The World Health Organization (WHO) on Monday admitted it responded “too slow” in its handling of the 2014 Ebola outbreak in West Africa.
The Director-General of WHO, Dr Margaret Chan, at the 70th World Health Assembly in Geneva, also regretted that the virus had recently re-emerged near the border of the Democratic Republic of the Congo and the Central African Republic.
The outbreak, which led to the death of hundreds of people in the West African countries, happened on Ms. Chan’s watch.
The outgoing chief of the global health body, admitted fault and said: “I am personally accountable”.
“WHO was too slow to recognize that the virus, during its first appearance in West Africa, would behave very differently than during past outbreaks in central Africa, where the virus was rare but familiar and containment measures were well-rehearsed,” Ms. Chan said.
The outgoing WHO chief, however, said the organization made “quick course corrections” to bring three outbreaks under control and helped create the first Ebola vaccine.

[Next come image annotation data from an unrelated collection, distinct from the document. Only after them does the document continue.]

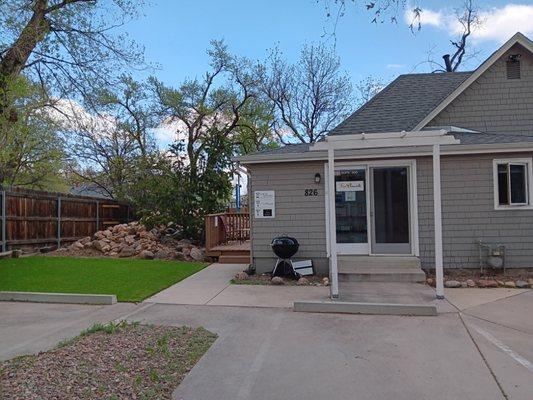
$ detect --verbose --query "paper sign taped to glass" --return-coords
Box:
[335,181,365,192]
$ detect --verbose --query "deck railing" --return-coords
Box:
[205,210,250,251]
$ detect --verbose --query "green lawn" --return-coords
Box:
[0,256,207,302]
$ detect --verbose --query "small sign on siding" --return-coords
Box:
[254,190,276,218]
[335,181,365,192]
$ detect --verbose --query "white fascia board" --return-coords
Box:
[239,142,533,165]
[413,32,533,131]
[309,130,460,151]
[309,129,448,151]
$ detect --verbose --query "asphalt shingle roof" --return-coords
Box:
[329,72,472,135]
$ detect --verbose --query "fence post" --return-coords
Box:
[57,196,61,249]
[94,200,100,233]
[0,188,7,252]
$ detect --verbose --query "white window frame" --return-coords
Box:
[492,158,533,210]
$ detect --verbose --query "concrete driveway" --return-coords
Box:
[127,291,533,400]
[0,278,533,400]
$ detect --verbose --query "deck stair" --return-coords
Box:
[338,256,426,283]
[206,241,250,264]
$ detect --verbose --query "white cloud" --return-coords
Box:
[466,4,533,42]
[404,9,446,27]
[404,4,533,43]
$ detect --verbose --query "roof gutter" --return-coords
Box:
[235,142,533,165]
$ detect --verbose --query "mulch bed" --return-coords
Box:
[0,322,216,400]
[426,268,533,288]
[231,274,324,286]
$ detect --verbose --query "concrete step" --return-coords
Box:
[339,267,426,282]
[218,254,250,264]
[294,300,437,316]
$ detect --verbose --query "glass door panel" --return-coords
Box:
[370,167,411,254]
[335,168,369,254]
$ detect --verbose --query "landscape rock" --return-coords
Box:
[61,222,198,261]
[92,240,106,251]
[477,279,498,288]
[118,246,135,258]
[154,250,169,260]
[189,247,204,261]
[139,250,154,260]
[270,276,285,285]
[69,241,84,250]
[444,280,461,288]
[466,279,476,287]
[235,272,250,281]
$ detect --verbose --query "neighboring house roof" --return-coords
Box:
[329,72,472,135]
[69,183,112,199]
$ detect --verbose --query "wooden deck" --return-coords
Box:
[206,240,250,264]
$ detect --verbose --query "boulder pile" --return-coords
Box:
[60,222,205,261]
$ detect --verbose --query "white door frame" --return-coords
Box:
[324,159,420,257]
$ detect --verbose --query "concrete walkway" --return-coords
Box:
[0,302,139,360]
[145,264,329,308]
[120,289,533,400]
[0,276,533,400]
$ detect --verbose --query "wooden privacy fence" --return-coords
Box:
[0,187,130,251]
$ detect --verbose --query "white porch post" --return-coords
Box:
[328,146,339,299]
[433,144,444,299]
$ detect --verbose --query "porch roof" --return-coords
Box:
[236,131,533,164]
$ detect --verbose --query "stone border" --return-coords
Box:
[0,291,117,305]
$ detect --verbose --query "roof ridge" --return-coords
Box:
[328,75,404,135]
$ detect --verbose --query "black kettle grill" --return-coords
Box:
[270,236,300,279]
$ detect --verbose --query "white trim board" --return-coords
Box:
[413,32,533,131]
[240,142,533,165]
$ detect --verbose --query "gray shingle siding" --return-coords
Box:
[417,153,533,268]
[428,45,533,135]
[250,153,533,273]
[250,162,327,273]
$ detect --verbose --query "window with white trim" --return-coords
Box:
[494,159,532,208]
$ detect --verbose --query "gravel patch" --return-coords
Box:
[231,274,324,286]
[0,322,216,400]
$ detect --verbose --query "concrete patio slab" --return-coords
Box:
[294,282,437,316]
[463,312,533,400]
[145,263,247,305]
[444,288,528,310]
[119,304,502,400]
[207,285,329,308]
[463,290,533,334]
[145,264,329,308]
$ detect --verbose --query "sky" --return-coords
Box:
[112,0,533,194]
[124,0,533,85]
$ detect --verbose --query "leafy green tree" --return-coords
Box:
[0,0,143,120]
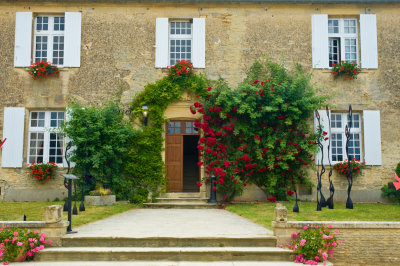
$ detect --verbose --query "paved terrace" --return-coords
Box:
[66,209,273,238]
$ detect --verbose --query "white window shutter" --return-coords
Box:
[360,14,378,68]
[64,12,82,67]
[63,108,76,167]
[311,14,329,68]
[363,110,382,165]
[1,107,25,168]
[192,18,206,68]
[14,12,32,67]
[314,110,331,166]
[156,18,169,68]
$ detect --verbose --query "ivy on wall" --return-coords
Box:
[126,60,209,201]
[191,60,326,200]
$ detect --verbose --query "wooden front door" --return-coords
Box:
[165,135,183,192]
[165,121,198,192]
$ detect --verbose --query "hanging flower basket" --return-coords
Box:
[333,158,365,177]
[28,60,60,80]
[26,162,58,183]
[331,61,361,80]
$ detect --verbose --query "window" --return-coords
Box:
[311,14,378,69]
[33,16,65,66]
[328,19,358,67]
[331,113,362,162]
[167,121,199,135]
[155,18,206,68]
[169,21,192,66]
[14,12,82,67]
[28,111,64,164]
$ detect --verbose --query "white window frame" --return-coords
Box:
[326,18,360,67]
[168,19,193,65]
[329,113,363,164]
[32,14,66,67]
[26,110,66,167]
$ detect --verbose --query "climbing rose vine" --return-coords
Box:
[190,61,324,201]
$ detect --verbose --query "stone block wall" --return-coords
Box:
[0,0,400,201]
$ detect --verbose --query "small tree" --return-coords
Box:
[191,60,325,200]
[62,102,138,198]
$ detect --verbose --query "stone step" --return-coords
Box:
[62,236,276,247]
[17,260,333,266]
[157,198,209,203]
[36,247,294,261]
[143,202,218,209]
[160,192,200,198]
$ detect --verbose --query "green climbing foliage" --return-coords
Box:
[126,61,209,201]
[191,57,327,201]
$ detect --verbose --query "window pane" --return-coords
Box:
[349,133,361,160]
[36,17,49,31]
[329,38,340,67]
[328,19,339,33]
[49,133,64,163]
[344,38,357,63]
[54,17,64,31]
[50,112,64,127]
[331,133,343,161]
[53,36,64,65]
[35,36,47,61]
[344,19,357,33]
[331,114,342,128]
[28,133,44,163]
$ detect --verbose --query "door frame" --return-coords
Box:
[165,119,201,192]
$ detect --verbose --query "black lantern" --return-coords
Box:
[62,174,79,234]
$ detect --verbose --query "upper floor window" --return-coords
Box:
[14,12,82,67]
[169,21,192,66]
[311,14,378,68]
[33,16,65,66]
[331,113,362,162]
[155,18,206,68]
[314,110,382,166]
[28,111,64,164]
[328,19,358,67]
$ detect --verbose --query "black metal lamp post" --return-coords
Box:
[62,142,79,234]
[142,105,149,127]
[62,172,79,234]
[345,105,353,209]
[326,106,335,209]
[315,110,326,211]
[208,174,218,204]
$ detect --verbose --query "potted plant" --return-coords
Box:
[26,162,58,183]
[279,224,343,265]
[331,61,361,80]
[85,184,116,206]
[28,60,60,80]
[0,226,52,265]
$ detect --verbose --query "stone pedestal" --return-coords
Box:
[44,205,63,224]
[85,195,116,206]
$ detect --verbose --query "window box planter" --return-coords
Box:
[85,195,116,206]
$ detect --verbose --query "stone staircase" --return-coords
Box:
[144,192,218,209]
[36,236,294,263]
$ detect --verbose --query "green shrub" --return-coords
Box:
[191,60,326,200]
[381,182,400,203]
[62,102,139,199]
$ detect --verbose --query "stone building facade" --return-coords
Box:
[0,0,400,202]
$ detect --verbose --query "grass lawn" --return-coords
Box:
[0,201,137,227]
[225,202,400,229]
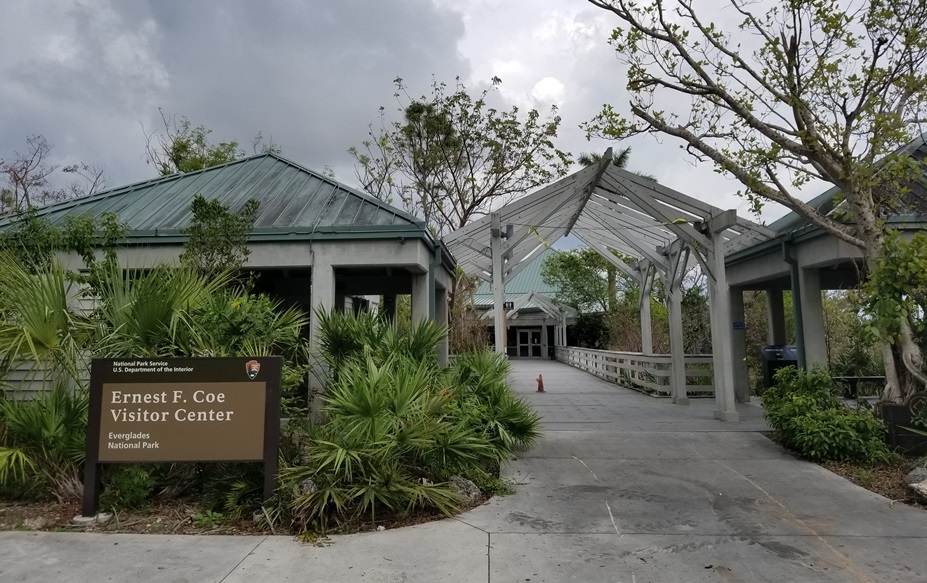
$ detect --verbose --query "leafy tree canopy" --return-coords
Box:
[349,78,570,233]
[145,108,281,176]
[541,248,633,312]
[585,0,927,401]
[0,134,107,214]
[180,195,260,274]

The year’s World Health Assembly, which includes 194 countries, would discuss what has been learned from that outbreak, as well as from WHO’s handling of Zika and other diseases.
Experts would also provide an update on how Angola responded to last year’s Yellow Fever outbreak, which exhausted the global vaccine stockpile several times.
The current cholera epidemic in war-torn Yemen is also on the agenda; only days ago, WHO described it as “unprecedented”.
Polio is still causing misery and paralysis in three countries where it is endemic: Afghanistan, Pakistan and Nigeria.
Therefore, delegates would continue to push for the complete eradication of the wild poliovirus, for which there is no cure, only prevention.
Refuting what she called “frequent criticism” that WHO has lost its relevance, Ms. Chan pointed to a recently issued report tracking how public health has evolved during her 10-year administration.
The outgoing chief of the UN health agency, however, highlighted the relevance of WHO and offered its decision-making body parting advice that included protecting scientific evidence, pushing for innovation and thinking of people in every decision that is taken.
As an example, she noted that while it took nearly a decade to lower the prices of antiretroviral treatments for HIV, thanks to teamwork and collaboration, the prices for new drugs to cure hepatitis C fell within two years.
“This is the culture of evidence-based learning that improves efficiency, gives health efforts their remarkable resilience, and keeps us irrepressibly optimistic.
“We falter sometimes, but we never give up,” Ms. Chan said.
WHO’s relevance was “most dramatically demonstrated” during last month’s global partnership meeting on neglected tropical diseases, she said.
According to her, participants celebrated a decade of “record-breaking progress” to eliminate the diseases.
“The fact that, in 2015, nearly one billion people received free treatments that protect them from diseases that blind, maim, deform, and debilitate has little impact on the world’s geopolitical situation.
“The people being protected are among the poorest in the world,” Chan said, adding that this was “a success story that the world was hungry to hear”.
In addition to tackling these health threats and many more, the World Health Assembly would choose Ms. Chan’s successor.
The three candidates hoping to step into her shoes after the vote on Tuesday afternoon are Tedros Ghebreyesus from Ethiopia, David Nabarro from the UK, and Sania Nishtar from Pakistan.